# Blairsville or Mountain deer



## Luke0927 (Sep 3, 2014)

What are y'all seeing this year....Saw 2 good bucks espcially for mountins at our place this past weekend feeding out in pasture after bush hogging.  Probably 18" wide 10" g2's nice solid 8 pt.  My grandpa has seen him few weeks ago and another nice not as wide 8pt.  Guess I'm going to hunt up there instead of around Forsyth opening weekend.

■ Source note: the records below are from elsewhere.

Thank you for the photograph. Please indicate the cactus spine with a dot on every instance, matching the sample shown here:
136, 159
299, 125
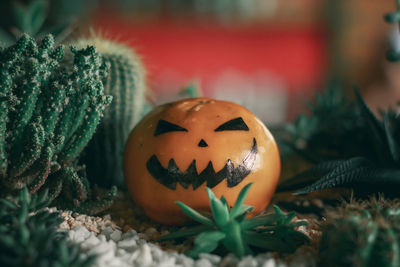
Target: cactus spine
127, 85
362, 234
49, 109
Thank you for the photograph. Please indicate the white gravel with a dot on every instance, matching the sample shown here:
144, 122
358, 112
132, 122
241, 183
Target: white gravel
118, 249
102, 237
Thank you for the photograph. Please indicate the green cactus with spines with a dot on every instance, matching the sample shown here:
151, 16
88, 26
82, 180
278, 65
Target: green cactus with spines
362, 234
127, 84
49, 110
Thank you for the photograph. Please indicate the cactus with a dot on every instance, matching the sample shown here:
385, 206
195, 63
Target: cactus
49, 109
127, 84
362, 234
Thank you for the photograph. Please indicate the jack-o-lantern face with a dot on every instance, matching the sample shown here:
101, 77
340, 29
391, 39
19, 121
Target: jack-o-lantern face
181, 147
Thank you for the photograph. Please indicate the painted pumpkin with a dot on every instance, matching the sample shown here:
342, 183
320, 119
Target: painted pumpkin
180, 148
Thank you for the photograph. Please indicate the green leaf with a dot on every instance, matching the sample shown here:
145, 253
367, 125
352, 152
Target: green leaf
237, 208
225, 202
8, 204
194, 214
185, 232
234, 240
219, 211
205, 243
263, 220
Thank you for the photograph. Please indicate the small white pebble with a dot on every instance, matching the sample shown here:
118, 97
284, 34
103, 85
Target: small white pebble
81, 233
127, 244
107, 231
151, 231
144, 258
116, 235
89, 243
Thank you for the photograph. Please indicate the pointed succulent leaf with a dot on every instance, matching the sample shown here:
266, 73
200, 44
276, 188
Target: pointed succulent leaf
225, 202
205, 243
237, 208
194, 214
308, 176
348, 172
8, 204
261, 220
234, 240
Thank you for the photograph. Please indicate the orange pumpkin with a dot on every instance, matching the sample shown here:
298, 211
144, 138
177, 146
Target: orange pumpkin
180, 148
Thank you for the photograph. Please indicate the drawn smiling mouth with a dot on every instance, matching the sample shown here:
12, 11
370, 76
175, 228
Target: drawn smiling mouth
172, 175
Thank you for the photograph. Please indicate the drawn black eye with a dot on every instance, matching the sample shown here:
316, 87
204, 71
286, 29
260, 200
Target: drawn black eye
236, 124
165, 127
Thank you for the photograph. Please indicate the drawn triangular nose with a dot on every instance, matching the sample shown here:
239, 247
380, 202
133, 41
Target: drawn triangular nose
202, 143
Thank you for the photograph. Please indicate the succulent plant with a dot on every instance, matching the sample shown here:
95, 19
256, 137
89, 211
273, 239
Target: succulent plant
29, 235
126, 83
49, 110
328, 130
366, 154
367, 173
362, 234
230, 228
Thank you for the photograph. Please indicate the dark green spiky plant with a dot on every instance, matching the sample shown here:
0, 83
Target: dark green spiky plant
362, 234
366, 173
29, 235
49, 110
30, 17
230, 228
126, 83
329, 129
373, 164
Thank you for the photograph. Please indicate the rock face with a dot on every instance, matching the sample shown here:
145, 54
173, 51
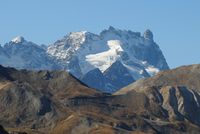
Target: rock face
2, 130
55, 102
27, 98
178, 91
82, 52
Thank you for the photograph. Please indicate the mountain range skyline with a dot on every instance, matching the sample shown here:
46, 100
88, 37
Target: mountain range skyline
46, 21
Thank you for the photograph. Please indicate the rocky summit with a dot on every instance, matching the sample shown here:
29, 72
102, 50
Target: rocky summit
55, 102
84, 53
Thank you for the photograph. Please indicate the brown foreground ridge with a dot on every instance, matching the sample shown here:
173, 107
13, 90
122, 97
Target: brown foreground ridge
55, 102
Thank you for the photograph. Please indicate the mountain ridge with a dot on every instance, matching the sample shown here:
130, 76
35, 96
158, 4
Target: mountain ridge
81, 52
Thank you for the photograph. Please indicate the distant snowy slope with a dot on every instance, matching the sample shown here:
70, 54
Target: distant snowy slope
111, 56
140, 55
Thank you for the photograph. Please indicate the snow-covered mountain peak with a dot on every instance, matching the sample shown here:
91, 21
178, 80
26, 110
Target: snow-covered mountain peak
18, 39
148, 34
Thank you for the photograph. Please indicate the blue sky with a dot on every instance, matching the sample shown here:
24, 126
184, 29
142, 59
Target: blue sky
175, 23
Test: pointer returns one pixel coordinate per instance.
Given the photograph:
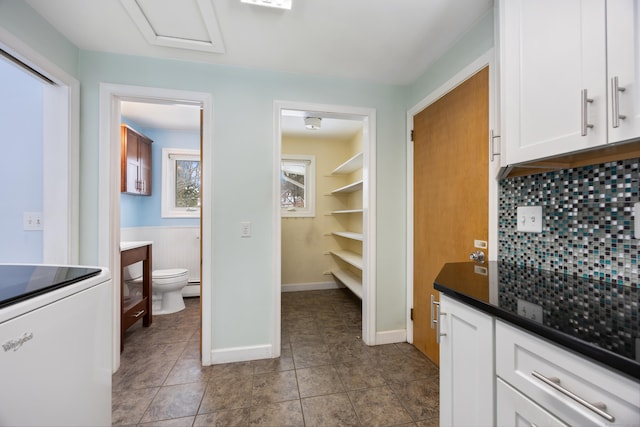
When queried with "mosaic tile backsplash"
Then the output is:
(587, 221)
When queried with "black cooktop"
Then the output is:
(595, 318)
(21, 282)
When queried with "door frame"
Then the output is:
(368, 116)
(487, 59)
(109, 194)
(61, 153)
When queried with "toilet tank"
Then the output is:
(132, 272)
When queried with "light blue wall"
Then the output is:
(243, 102)
(18, 18)
(145, 211)
(475, 43)
(21, 97)
(242, 144)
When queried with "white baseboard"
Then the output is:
(242, 354)
(390, 337)
(314, 286)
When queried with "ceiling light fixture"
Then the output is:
(312, 123)
(278, 4)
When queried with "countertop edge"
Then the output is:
(583, 348)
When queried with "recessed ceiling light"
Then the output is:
(278, 4)
(312, 123)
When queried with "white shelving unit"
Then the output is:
(351, 261)
(349, 166)
(346, 211)
(350, 258)
(350, 280)
(349, 188)
(349, 235)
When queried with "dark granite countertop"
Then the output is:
(596, 319)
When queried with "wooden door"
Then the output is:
(451, 140)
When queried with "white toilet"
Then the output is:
(166, 287)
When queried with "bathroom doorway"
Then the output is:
(340, 223)
(112, 98)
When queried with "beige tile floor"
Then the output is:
(325, 376)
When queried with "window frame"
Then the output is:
(310, 186)
(169, 158)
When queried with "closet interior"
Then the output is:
(325, 250)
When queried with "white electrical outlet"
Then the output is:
(530, 219)
(530, 310)
(636, 219)
(32, 221)
(245, 229)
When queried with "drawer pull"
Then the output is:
(598, 407)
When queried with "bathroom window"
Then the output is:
(297, 186)
(181, 177)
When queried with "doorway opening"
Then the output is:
(114, 99)
(325, 209)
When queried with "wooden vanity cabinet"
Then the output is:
(135, 165)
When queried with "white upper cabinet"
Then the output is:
(623, 56)
(555, 91)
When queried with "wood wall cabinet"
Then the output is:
(351, 239)
(569, 75)
(135, 151)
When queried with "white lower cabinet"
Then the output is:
(493, 373)
(467, 376)
(515, 409)
(568, 386)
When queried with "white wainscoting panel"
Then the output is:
(173, 247)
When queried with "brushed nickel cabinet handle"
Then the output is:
(492, 139)
(585, 100)
(431, 315)
(598, 407)
(438, 314)
(615, 103)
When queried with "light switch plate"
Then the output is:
(530, 219)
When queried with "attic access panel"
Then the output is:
(181, 24)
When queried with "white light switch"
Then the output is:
(32, 221)
(245, 229)
(636, 219)
(530, 219)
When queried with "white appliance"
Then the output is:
(55, 345)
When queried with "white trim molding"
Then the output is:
(109, 193)
(487, 59)
(241, 354)
(368, 118)
(391, 337)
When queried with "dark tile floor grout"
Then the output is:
(325, 376)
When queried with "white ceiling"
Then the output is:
(382, 41)
(385, 41)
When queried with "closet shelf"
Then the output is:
(346, 211)
(349, 166)
(354, 186)
(350, 258)
(348, 235)
(350, 280)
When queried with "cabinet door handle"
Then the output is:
(585, 119)
(598, 407)
(432, 317)
(438, 314)
(615, 103)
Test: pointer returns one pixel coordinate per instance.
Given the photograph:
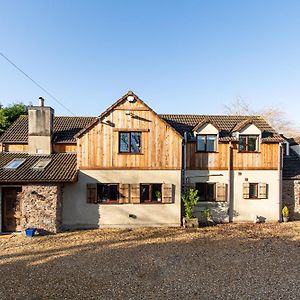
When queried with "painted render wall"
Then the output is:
(77, 213)
(243, 209)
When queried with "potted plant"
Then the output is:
(285, 214)
(207, 215)
(158, 196)
(190, 200)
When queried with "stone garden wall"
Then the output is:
(291, 197)
(41, 207)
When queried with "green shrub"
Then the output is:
(190, 200)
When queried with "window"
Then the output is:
(107, 193)
(41, 164)
(206, 142)
(253, 190)
(15, 163)
(206, 191)
(129, 142)
(150, 193)
(248, 143)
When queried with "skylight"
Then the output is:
(41, 164)
(15, 163)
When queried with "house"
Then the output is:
(128, 166)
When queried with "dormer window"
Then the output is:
(206, 143)
(248, 143)
(130, 142)
(15, 163)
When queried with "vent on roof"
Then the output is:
(14, 164)
(41, 164)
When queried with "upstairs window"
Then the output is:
(150, 193)
(15, 163)
(206, 142)
(248, 143)
(130, 142)
(41, 164)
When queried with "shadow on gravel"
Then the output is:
(221, 263)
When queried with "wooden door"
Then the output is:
(11, 213)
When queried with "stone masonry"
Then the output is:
(41, 207)
(291, 197)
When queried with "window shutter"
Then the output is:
(167, 193)
(246, 190)
(221, 192)
(135, 193)
(262, 191)
(91, 189)
(123, 193)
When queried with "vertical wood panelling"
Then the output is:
(161, 145)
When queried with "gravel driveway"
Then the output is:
(232, 261)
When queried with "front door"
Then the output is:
(11, 213)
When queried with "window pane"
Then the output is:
(242, 143)
(200, 186)
(113, 192)
(253, 190)
(211, 143)
(124, 142)
(252, 142)
(210, 196)
(156, 192)
(14, 164)
(145, 191)
(200, 142)
(102, 192)
(135, 142)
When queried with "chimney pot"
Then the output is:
(41, 101)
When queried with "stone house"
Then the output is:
(127, 167)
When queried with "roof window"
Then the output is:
(41, 164)
(15, 163)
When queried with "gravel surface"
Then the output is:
(232, 261)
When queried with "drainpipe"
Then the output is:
(184, 160)
(229, 191)
(280, 166)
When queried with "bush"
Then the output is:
(190, 200)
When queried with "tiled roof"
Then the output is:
(291, 166)
(62, 168)
(64, 129)
(225, 123)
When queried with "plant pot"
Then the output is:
(190, 223)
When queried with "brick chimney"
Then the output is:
(40, 128)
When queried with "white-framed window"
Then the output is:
(206, 143)
(41, 164)
(15, 163)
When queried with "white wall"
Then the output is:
(77, 213)
(243, 209)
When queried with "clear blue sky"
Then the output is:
(178, 56)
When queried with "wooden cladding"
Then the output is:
(266, 159)
(161, 146)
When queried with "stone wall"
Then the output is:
(291, 197)
(41, 207)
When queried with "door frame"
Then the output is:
(1, 203)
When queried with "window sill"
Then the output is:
(130, 153)
(207, 151)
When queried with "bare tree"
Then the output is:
(275, 116)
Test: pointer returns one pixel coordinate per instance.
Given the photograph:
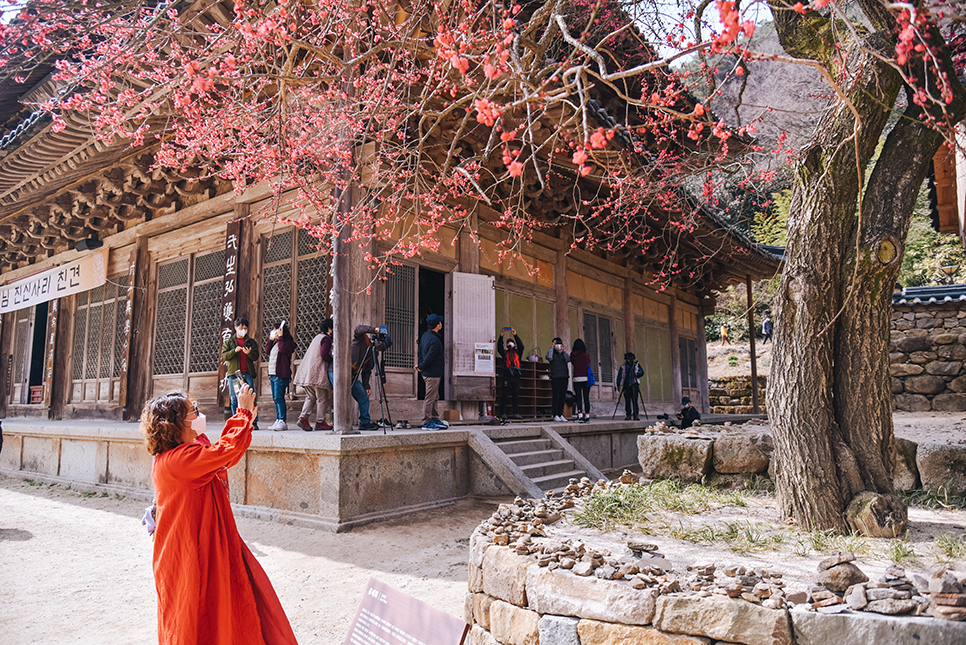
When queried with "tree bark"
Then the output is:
(829, 398)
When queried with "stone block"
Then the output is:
(906, 476)
(944, 368)
(479, 636)
(722, 618)
(905, 369)
(505, 575)
(558, 630)
(593, 632)
(41, 455)
(481, 609)
(512, 625)
(561, 592)
(740, 453)
(925, 384)
(909, 344)
(955, 352)
(863, 628)
(10, 454)
(671, 456)
(942, 464)
(912, 403)
(949, 403)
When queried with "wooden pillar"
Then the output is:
(6, 359)
(676, 389)
(136, 367)
(630, 320)
(57, 375)
(561, 312)
(702, 366)
(343, 406)
(751, 339)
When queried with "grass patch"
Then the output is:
(949, 549)
(632, 505)
(934, 498)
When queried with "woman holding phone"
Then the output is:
(211, 589)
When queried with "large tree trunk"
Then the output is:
(829, 396)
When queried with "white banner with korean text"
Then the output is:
(80, 275)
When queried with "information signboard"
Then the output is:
(389, 617)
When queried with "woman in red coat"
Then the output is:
(211, 589)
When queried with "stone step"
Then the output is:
(533, 471)
(523, 445)
(557, 480)
(535, 457)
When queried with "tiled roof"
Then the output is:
(934, 295)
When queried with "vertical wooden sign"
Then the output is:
(229, 301)
(52, 323)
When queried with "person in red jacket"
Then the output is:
(211, 589)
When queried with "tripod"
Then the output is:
(640, 398)
(378, 367)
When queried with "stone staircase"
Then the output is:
(532, 460)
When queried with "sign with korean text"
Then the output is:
(75, 277)
(389, 617)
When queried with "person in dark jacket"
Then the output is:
(580, 359)
(559, 359)
(362, 361)
(240, 354)
(628, 381)
(432, 365)
(688, 414)
(512, 373)
(279, 348)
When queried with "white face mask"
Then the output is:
(198, 424)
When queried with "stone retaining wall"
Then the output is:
(514, 601)
(732, 395)
(927, 347)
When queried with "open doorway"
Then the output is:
(432, 300)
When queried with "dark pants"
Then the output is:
(559, 386)
(279, 385)
(511, 388)
(631, 394)
(582, 396)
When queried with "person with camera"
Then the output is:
(314, 375)
(210, 587)
(559, 359)
(512, 372)
(366, 341)
(240, 354)
(279, 348)
(628, 382)
(431, 364)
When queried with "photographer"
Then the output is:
(432, 366)
(366, 341)
(559, 359)
(512, 373)
(240, 354)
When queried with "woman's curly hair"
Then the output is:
(163, 420)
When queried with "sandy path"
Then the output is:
(77, 569)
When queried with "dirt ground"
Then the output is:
(76, 568)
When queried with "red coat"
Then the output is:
(211, 589)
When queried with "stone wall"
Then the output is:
(927, 348)
(732, 395)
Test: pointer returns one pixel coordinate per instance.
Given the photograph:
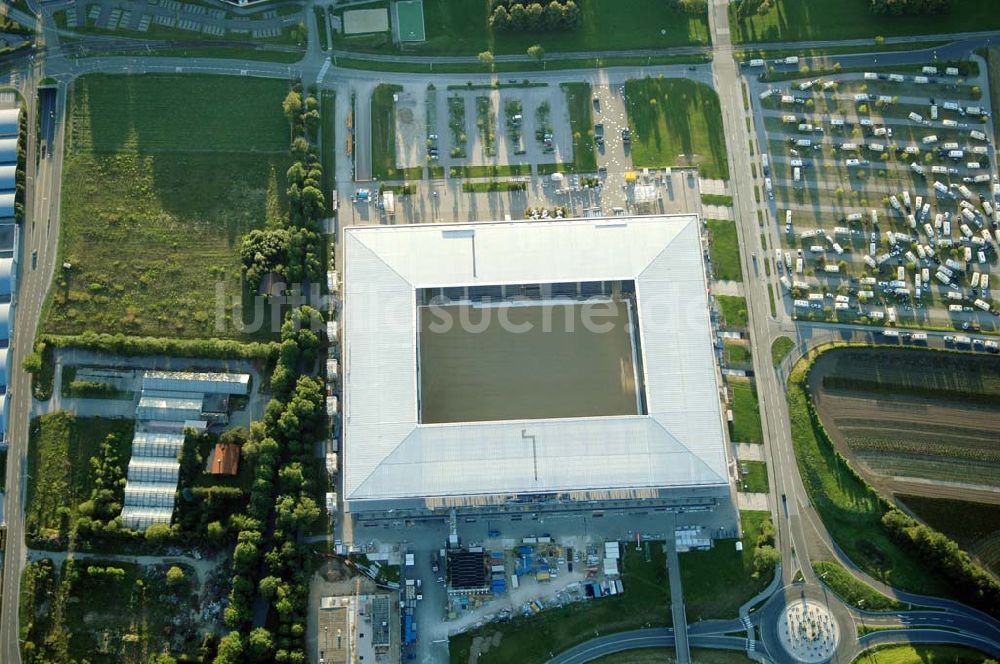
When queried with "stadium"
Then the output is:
(564, 363)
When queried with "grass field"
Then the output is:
(724, 249)
(780, 349)
(754, 480)
(91, 616)
(746, 411)
(922, 654)
(975, 526)
(668, 656)
(733, 310)
(850, 509)
(912, 413)
(557, 368)
(157, 191)
(805, 20)
(581, 123)
(718, 581)
(736, 353)
(676, 122)
(59, 473)
(852, 591)
(645, 603)
(462, 27)
(384, 132)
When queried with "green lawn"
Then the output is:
(733, 310)
(736, 353)
(780, 349)
(852, 591)
(922, 654)
(804, 20)
(754, 480)
(462, 28)
(581, 123)
(718, 581)
(746, 411)
(60, 447)
(668, 656)
(534, 640)
(850, 509)
(725, 250)
(157, 191)
(676, 122)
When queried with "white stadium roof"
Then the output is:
(390, 455)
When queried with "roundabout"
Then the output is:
(808, 631)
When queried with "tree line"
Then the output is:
(521, 16)
(283, 506)
(293, 248)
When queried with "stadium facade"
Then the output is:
(670, 451)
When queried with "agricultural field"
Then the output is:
(910, 414)
(676, 122)
(645, 603)
(975, 526)
(60, 477)
(808, 20)
(463, 28)
(109, 612)
(873, 181)
(195, 181)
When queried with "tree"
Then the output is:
(230, 649)
(260, 645)
(292, 106)
(175, 576)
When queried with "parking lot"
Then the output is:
(881, 188)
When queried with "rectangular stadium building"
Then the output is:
(504, 366)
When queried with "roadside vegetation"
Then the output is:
(195, 180)
(857, 594)
(676, 122)
(745, 427)
(877, 537)
(806, 20)
(111, 611)
(780, 349)
(718, 581)
(724, 249)
(534, 640)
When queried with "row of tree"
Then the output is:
(293, 249)
(971, 583)
(286, 481)
(519, 16)
(911, 7)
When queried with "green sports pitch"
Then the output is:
(487, 371)
(410, 20)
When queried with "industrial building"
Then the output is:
(662, 440)
(170, 402)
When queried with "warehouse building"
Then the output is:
(482, 417)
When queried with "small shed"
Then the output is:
(225, 459)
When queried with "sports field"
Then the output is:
(486, 371)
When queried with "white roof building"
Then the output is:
(390, 455)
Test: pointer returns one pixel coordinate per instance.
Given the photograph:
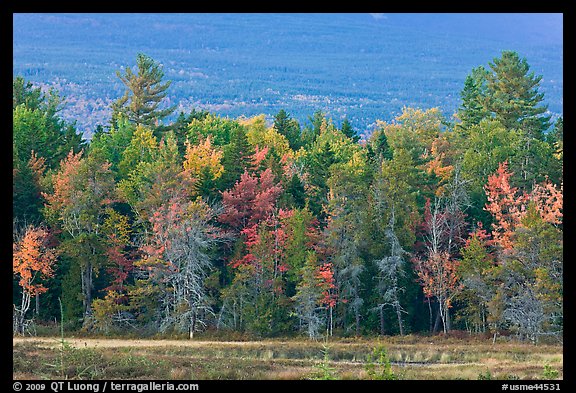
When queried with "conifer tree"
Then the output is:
(144, 93)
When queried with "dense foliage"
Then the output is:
(272, 229)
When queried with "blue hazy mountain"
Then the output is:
(361, 66)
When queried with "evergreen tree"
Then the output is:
(473, 95)
(144, 93)
(513, 95)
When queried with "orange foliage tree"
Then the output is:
(32, 259)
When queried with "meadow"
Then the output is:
(402, 358)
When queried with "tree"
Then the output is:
(314, 293)
(250, 201)
(472, 110)
(347, 130)
(202, 167)
(144, 93)
(288, 127)
(533, 278)
(344, 232)
(33, 258)
(176, 255)
(437, 268)
(513, 96)
(81, 190)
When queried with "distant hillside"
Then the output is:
(361, 66)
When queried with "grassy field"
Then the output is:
(422, 358)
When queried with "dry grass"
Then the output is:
(411, 357)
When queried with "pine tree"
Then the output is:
(513, 95)
(473, 95)
(144, 93)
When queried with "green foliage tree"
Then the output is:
(288, 127)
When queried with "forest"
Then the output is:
(433, 223)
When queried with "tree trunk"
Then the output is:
(437, 323)
(37, 304)
(382, 321)
(430, 313)
(399, 314)
(87, 289)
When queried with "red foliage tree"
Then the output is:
(251, 200)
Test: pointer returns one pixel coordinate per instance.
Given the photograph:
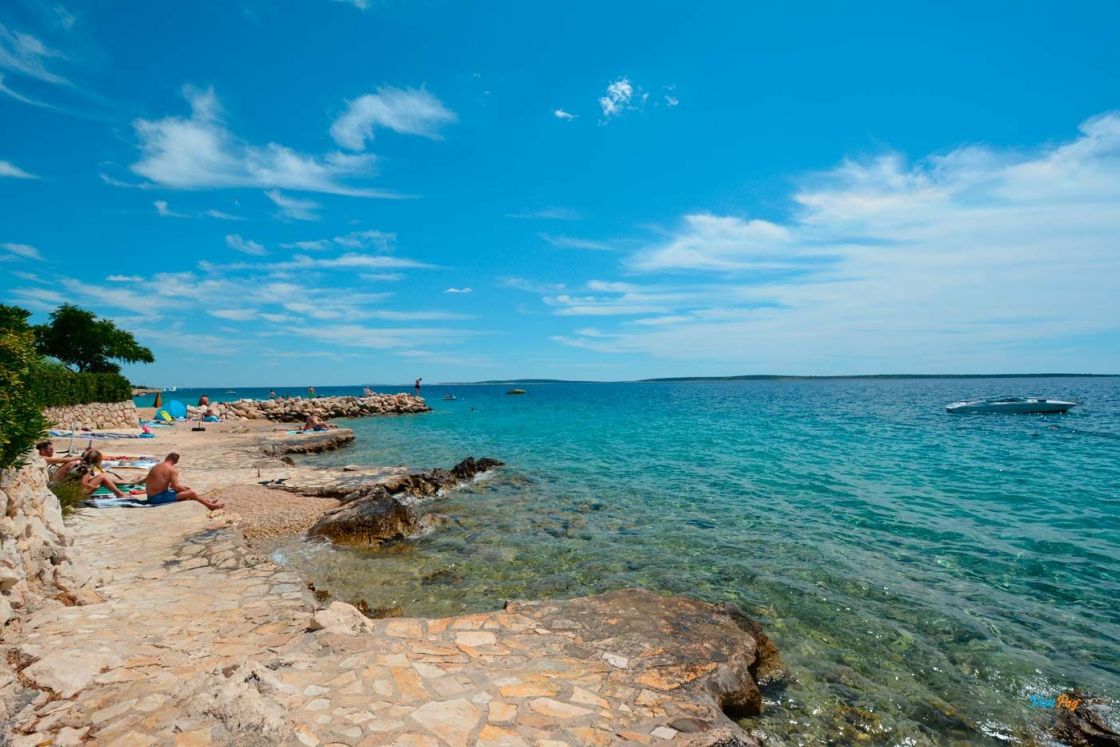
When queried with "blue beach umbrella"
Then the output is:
(174, 410)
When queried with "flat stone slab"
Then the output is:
(203, 641)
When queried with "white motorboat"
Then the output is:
(1010, 405)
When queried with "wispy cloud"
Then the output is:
(8, 91)
(569, 242)
(221, 215)
(165, 211)
(25, 251)
(380, 240)
(26, 55)
(198, 151)
(291, 207)
(407, 111)
(234, 241)
(948, 261)
(547, 214)
(9, 169)
(618, 97)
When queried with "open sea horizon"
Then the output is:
(929, 578)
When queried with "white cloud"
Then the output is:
(9, 169)
(408, 111)
(547, 214)
(618, 97)
(568, 242)
(6, 90)
(26, 55)
(234, 315)
(298, 209)
(165, 211)
(715, 242)
(977, 259)
(222, 216)
(25, 251)
(199, 152)
(379, 240)
(234, 241)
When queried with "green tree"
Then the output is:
(14, 318)
(78, 338)
(20, 420)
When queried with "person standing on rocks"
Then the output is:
(162, 485)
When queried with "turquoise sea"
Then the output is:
(923, 573)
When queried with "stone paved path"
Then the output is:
(201, 641)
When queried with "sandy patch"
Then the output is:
(268, 514)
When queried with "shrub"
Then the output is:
(21, 421)
(56, 385)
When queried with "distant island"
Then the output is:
(775, 377)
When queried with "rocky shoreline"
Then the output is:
(194, 637)
(298, 409)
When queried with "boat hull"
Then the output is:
(1039, 407)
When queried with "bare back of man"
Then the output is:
(162, 485)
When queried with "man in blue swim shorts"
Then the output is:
(162, 485)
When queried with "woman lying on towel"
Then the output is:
(315, 422)
(92, 475)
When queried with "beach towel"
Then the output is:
(119, 503)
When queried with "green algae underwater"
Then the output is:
(929, 578)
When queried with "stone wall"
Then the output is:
(36, 552)
(95, 416)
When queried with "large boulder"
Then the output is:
(381, 510)
(374, 519)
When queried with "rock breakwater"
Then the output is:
(382, 510)
(298, 409)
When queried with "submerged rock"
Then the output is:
(382, 511)
(1084, 720)
(670, 644)
(372, 520)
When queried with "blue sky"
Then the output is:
(334, 193)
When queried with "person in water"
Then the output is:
(91, 475)
(162, 485)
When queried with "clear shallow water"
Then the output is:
(922, 573)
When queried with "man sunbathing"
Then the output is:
(162, 485)
(57, 467)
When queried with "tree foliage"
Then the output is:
(20, 417)
(14, 318)
(78, 338)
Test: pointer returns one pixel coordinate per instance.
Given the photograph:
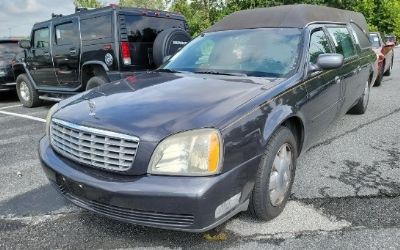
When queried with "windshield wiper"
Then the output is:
(212, 72)
(168, 70)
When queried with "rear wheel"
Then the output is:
(362, 103)
(275, 176)
(27, 94)
(96, 81)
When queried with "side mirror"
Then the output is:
(165, 59)
(25, 44)
(327, 61)
(389, 44)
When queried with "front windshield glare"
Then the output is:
(268, 52)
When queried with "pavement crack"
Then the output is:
(330, 140)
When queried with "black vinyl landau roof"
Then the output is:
(287, 16)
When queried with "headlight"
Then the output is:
(194, 153)
(48, 118)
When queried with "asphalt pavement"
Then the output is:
(346, 193)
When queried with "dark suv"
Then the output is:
(8, 52)
(70, 54)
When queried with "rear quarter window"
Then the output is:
(342, 40)
(96, 28)
(144, 29)
(360, 37)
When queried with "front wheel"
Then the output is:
(275, 176)
(362, 103)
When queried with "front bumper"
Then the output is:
(170, 202)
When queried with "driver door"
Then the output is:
(39, 62)
(323, 87)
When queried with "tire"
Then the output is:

Also does I've seen looked real good too, looks to be a lot better shape on the acrons this year.


----------



## Bonaire-Dave (Sep 19, 2014)

I haven't been out in the woods looking for deer, but the white acorns have started falling at my house north of Blairsville. Dave


----------



## ripplerider (Oct 9, 2014)

Already seeing lots of horned bushes including twisting in Union Co. Should be a good rut this year.


----------



## ArticSnake (Oct 15, 2014)

I've seen lots of feeding sign on acorns, lots of trails, bunch of does a few small bucks. I haven't seen any horned bushes, scrapes, etc. yet. I'm sure it won't be long though.


----------



## Buck Roar (Nov 14, 2014)

Lots of scrapes and rubs here in Towns.


----------



## tree cutter 08 (Nov 16, 2014)

Small bucks were moving yesterday.


----------



## The mtn man (Nov 18, 2014)

Bucks are squaring off with each other, small bucks moving everywhere, bucks are ready does ain't.


----------



## linebacker (Nov 26, 2014)

im doin some huntin in blairsville next weekend. any tips on how they are moving? our rut here in gwinnett is in full swing.


----------